Campus & Community

GSD students win tsunami design award

4 min read

Devise strategy for development, permanent housing

At Gund Hall, winning students Nour Jallad (left) and Eric Ho talk about their design with their adviser. (Staff photos Stephanie Mitchell/Harvard News Office)

A group of students at the Graduate School of Design (GSD) have won a competition to design permanent housing for survivors of the December 2004 tsunami disaster.

The Special Interest Group in Urban Settlement (SIGUS) at the Massachusetts Institute of Technology hosted the competition, which was titled “The Tsunami Challenge: After the Tent.” Open to designers in the Cambridge area, the competition targeted the phase after immediate disaster needs have been addressed and more permanent housing and development strategies are called for.

The five students – Ellen Chen, Eric Ho, Nour Jallad, Rick Lam, and Ying Zhou – all from the master of architecture program, had been meeting to discuss ways in which they could help with the relief effort. When they heard about the competition, they realized it was an opportunity to use their design skills to help the tsunami survivors.

“There have been a lot of lessons from the tsunami that can be used in rebuilding the infrastructure,” said Zhou. “It’s an opportunity to try out new designs, but also to really help people. We as students should be engaged in that.”

Calling themselves the Tsunami Design Initiative (TDI), the students began by attending a special workshop at MIT at which representatives from Southeast Asian organizations and other experts spoke about the special needs of the area and the constraints under which designers would have to work.

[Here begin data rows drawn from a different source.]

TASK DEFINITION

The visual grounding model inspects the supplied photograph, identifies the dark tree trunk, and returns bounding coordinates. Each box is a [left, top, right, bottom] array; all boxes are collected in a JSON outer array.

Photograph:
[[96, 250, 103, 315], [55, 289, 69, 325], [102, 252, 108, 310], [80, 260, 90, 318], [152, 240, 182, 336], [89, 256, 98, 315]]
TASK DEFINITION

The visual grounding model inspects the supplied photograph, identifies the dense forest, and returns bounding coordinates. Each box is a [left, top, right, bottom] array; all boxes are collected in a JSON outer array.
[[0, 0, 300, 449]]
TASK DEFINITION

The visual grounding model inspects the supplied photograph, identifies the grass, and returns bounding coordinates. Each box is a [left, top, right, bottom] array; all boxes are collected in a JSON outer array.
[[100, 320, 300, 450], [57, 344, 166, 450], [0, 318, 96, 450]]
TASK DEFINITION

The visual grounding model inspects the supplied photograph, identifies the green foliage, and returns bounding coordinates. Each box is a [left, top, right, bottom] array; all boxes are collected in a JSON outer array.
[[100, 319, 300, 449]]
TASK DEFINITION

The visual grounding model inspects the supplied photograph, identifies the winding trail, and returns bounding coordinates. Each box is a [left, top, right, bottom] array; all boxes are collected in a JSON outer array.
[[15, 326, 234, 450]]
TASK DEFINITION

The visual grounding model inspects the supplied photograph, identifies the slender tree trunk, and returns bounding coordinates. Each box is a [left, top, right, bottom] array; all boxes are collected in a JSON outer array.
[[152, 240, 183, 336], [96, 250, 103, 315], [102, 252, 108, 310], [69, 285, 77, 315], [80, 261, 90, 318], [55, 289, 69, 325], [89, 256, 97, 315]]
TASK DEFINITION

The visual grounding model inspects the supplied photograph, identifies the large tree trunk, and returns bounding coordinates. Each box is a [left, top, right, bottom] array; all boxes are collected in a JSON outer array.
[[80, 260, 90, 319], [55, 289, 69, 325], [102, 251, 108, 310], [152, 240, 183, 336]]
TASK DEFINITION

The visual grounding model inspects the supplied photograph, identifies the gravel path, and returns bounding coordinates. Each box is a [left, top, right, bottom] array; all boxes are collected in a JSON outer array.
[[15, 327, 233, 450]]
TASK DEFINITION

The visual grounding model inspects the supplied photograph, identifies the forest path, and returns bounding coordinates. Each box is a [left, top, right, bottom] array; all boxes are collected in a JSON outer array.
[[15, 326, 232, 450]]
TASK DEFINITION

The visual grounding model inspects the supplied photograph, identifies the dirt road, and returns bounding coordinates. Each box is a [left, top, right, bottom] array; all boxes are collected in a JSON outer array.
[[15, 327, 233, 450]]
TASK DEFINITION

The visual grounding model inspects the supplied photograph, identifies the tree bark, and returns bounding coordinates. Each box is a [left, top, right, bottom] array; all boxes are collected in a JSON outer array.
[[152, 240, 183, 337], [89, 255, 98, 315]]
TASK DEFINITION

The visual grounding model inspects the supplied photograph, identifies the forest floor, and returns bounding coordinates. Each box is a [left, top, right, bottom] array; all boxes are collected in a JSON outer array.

Eric Ho (from left), Ellen Chen, and Ying Zhou meet with their faculty adviser Michelle Addington (pictured below right) in Gund Hall.

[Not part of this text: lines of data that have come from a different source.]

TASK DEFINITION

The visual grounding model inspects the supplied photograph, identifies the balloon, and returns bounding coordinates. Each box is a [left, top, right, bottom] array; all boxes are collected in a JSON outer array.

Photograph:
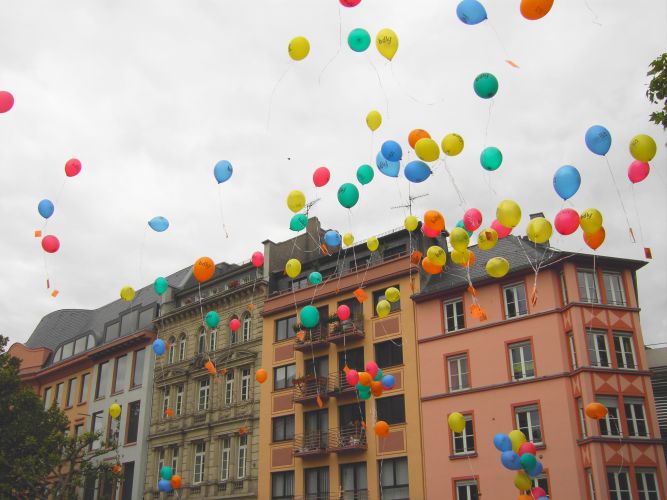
[[554, 208, 579, 236], [479, 146, 503, 172], [579, 208, 602, 234], [440, 134, 463, 156], [338, 182, 359, 208], [554, 165, 581, 200], [403, 160, 433, 183], [366, 110, 382, 132], [526, 217, 553, 245], [313, 167, 331, 187], [584, 125, 611, 156], [287, 189, 306, 213], [447, 411, 466, 432], [375, 28, 398, 61], [192, 257, 215, 283], [205, 311, 220, 328], [357, 165, 375, 186], [213, 160, 234, 184], [109, 403, 121, 420], [287, 36, 310, 61], [628, 160, 651, 184], [486, 257, 510, 278], [492, 200, 521, 229], [148, 215, 169, 233], [37, 200, 55, 219], [584, 227, 606, 250], [630, 134, 657, 162], [347, 28, 371, 52], [456, 0, 487, 26], [415, 137, 440, 161], [473, 73, 498, 99]]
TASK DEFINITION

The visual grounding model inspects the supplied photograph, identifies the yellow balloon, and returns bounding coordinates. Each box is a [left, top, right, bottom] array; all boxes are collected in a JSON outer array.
[[630, 134, 657, 162], [120, 286, 135, 302], [496, 200, 521, 227], [415, 137, 440, 161], [287, 36, 310, 61], [486, 257, 510, 278], [426, 245, 447, 267], [366, 110, 382, 131], [375, 28, 398, 61], [440, 134, 463, 156], [287, 190, 306, 213], [526, 217, 553, 245], [579, 208, 602, 234], [285, 259, 301, 278]]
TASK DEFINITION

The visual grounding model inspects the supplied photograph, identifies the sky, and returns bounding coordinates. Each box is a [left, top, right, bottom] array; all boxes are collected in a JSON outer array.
[[0, 0, 667, 344]]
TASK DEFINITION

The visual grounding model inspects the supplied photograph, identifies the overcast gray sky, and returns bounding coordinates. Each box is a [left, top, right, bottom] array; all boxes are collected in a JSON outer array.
[[0, 0, 667, 343]]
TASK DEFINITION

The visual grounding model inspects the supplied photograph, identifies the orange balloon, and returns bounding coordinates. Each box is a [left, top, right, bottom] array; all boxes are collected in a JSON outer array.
[[408, 128, 431, 149], [192, 257, 215, 283]]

They supplemented the briefings by conducting extensive research on their own in order to learn as much as they could about the geography, climate, economic conditions, ethnic and religious makeup, and natural environment of the region. They decided to focus on Sri Lanka because it is small in size and relatively well organized, yet more in need of help than some of the other countries affected.

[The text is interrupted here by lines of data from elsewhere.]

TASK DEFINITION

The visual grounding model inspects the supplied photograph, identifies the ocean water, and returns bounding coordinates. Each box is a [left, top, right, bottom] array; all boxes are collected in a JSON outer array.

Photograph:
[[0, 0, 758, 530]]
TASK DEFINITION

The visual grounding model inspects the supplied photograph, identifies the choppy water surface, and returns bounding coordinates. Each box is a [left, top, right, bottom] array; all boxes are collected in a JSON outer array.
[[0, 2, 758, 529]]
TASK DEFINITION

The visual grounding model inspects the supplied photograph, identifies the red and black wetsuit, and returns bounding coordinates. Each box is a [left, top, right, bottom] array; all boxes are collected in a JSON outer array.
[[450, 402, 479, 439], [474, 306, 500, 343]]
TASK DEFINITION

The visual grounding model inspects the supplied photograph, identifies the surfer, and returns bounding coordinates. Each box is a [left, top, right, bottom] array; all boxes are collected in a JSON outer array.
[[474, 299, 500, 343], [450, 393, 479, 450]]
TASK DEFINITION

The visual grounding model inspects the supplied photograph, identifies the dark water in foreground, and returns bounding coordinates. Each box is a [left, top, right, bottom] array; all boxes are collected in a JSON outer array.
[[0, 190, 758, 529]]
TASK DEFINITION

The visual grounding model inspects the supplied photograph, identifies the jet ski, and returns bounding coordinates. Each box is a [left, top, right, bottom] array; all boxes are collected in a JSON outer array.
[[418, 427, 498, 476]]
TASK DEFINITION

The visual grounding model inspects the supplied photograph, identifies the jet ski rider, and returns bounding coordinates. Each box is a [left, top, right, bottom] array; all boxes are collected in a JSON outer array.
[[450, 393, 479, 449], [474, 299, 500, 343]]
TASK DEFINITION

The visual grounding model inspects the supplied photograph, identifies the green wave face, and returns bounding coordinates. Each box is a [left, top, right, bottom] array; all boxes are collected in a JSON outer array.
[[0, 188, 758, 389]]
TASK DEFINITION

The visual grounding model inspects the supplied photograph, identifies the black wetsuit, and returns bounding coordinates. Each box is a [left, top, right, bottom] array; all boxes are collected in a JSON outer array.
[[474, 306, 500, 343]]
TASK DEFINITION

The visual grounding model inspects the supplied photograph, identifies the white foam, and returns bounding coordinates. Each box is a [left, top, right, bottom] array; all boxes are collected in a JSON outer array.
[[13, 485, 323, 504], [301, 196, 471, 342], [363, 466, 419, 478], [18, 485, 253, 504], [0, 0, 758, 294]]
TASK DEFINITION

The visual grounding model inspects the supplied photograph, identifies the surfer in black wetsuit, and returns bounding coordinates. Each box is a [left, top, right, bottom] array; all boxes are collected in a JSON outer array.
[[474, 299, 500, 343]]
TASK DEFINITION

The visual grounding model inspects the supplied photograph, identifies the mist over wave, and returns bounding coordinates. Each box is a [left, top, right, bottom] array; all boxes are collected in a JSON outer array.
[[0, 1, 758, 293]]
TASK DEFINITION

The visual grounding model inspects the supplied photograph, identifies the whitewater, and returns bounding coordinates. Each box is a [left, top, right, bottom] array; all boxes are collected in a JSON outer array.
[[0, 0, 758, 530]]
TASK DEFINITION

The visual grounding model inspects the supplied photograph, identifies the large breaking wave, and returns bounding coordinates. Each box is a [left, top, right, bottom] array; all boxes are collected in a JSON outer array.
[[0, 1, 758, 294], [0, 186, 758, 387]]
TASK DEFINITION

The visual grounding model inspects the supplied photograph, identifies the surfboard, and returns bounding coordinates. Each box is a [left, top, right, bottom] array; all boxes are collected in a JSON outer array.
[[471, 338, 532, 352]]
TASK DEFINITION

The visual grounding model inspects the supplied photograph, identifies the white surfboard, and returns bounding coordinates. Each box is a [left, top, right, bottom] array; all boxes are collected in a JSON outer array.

None of the students had ever visited Sri Lanka, but the thoroughness with which they conducted their research became obvious when they presented their designs to the judges of the competition.

“People who had been to Sri Lanka were asking them how long they’d been working there,” said Associate Professor of Architecture Michelle Addington, who served as the design team’s faculty adviser. “They were all stunned by the depth of the students’ knowledge.”

Addington

But the students’ entry did more than simply demonstrate the extent of their knowledge of the Sri Lankan coastal area whose infrastructure they hope to rebuild. It also presented some highly innovative ideas for creating flexible, culturally sensitive structures while also providing greater protection against similar disasters in the future.

The team’s entry, called “A Framework for Managing Design,” is organized around the concept of discrete building cores – three-sided structures made of concrete or brick, 10 feet long by 4 1/2 feet wide. Anchored to concrete foundations, these cores enclose the kitchen, bathroom, and storage spaces.

Once the cores are in place, community members would build structures around them, using traditional designs and materials. In the event of another tsunami, the concrete cores would provide protection from the destructive force of the water and provide an underlying structure around which houses could be rebuilt.

“The idea was not only to design houses, but to anticipate how the community can grow. The core can be adapted to different configurations, shapes, and materials,” said Ho.

The Harvard team, along with other students from MIT and the Rhode Island School of Design who had entered the competition, was invited to travel to Washington, D.C., to present their ideas to the Office of Foreign Disaster Assistance of the United States Agency for International Development. Representatives from various nongovernmental organizations were also on hand to hear the students’ ideas. The Harvard students’ trip was paid for by GSD alumnus Steven Plofker ’80.

The students are hoping to raise money for a visit to Sri Lanka this summer where they plan to gather more information about local conditions and customs that will help them further refine their designs. They also hope to see prototypes of a house and a community center based on their ideas that are being built by the Prajnopaya Foundation, a Buddhist organization dedicated to service and education.

“The visit to Sri Lanka may lead to a publication or an exhibition at the Design School,” said Ho.